I initially visited Highgate cemetry for two reasons, firstly as I was focusing my dissertation on Mourning jewellery and I thought visiting a few Victorian cemetries would give me a further understanding of their expression of death. Secondly because one of my ancestors is buried there and I was keen to see the family plot. It turned out to be such an amazing experience and has inspired so many parts of my work since.
This is the Hill family tomb, it is really beautiful and commemmorates my (i think 5 times) Grandad and his family..Sir Rowland Hill, he created the postage stamp don't you know!

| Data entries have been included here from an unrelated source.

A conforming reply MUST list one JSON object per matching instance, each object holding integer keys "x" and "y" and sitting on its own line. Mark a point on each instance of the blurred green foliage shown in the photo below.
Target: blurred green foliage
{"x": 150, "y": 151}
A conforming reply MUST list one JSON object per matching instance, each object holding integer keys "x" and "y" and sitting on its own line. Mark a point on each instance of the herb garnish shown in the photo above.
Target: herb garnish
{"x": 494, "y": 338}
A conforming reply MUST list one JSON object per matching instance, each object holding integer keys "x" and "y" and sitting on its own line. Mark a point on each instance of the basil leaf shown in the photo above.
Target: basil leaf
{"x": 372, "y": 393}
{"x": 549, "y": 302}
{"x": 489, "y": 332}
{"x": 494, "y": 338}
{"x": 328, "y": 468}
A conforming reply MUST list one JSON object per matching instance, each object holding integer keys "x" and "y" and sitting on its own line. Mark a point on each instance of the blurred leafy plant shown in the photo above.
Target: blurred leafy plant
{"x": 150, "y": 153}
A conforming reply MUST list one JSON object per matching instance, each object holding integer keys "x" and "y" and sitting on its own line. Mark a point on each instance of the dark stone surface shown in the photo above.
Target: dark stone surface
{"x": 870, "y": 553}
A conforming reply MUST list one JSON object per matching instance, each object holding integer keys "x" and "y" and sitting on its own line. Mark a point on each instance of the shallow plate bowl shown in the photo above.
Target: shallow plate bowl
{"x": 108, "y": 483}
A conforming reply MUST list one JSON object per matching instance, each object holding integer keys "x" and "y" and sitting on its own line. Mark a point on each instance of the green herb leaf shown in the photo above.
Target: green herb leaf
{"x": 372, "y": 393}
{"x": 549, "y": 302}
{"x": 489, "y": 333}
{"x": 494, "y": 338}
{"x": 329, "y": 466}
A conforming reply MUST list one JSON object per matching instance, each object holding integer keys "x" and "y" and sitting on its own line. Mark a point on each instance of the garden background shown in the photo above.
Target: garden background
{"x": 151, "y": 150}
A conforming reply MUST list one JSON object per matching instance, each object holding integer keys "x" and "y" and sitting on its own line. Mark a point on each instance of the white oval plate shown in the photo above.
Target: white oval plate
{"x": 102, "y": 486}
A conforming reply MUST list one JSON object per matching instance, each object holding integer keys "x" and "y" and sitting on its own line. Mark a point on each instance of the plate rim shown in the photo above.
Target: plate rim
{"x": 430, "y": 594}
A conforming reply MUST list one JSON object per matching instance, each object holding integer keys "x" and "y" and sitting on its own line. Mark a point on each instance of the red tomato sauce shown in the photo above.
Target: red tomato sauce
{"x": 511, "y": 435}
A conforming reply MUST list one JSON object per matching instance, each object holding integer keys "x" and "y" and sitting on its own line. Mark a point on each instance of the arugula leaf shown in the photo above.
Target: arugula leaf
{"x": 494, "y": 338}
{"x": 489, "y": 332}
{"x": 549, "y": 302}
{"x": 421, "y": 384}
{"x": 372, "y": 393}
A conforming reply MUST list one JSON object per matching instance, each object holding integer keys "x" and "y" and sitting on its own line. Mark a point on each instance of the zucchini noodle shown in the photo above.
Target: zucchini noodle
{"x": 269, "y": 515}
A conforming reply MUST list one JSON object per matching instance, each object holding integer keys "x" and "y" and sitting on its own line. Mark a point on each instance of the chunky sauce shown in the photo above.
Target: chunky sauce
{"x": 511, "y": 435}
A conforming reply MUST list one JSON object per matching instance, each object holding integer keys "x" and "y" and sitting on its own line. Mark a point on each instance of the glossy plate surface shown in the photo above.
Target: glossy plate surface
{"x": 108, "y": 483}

Highgate was created in 1839 by the General Cemetry Company and insantly became a popular and fashionable place to be buried amoungst the wealthy and upper classes.
It has the most incredible Dickensian Atmosphere that takes you right back to time when you would have seen black carriages and horses drawing up into the main court and forlorn visitors slowly waltzing around huddled together in blakc crepe.
John Betjeman referred to Highgate as the Victorian cemetary "par excellence, the Victorian Valhalla". It really is so lavish and dramatic, featuring an Egyptian archway with tudor turrets leading in large avenue of vaults..
It the centre is this huge Ceder tree standing tall on a mound of earth. This is called the Circle of Lebanon, built in the same style. This circle was created by earth being excavated around an ancient Cedar of Lebanon, a legacy of the Ashurst Estate and used to great effect by the cemetery’s designers.
This is one of the doors to a vault holding a family mausoleum. They are such eery spaces, you can see inside as you are walking around and they seem so unusually large for holding a few coffins. They remind me of big old empty houses with wind blowing through them, untouched for years but holding secrets that have been buried with the owners.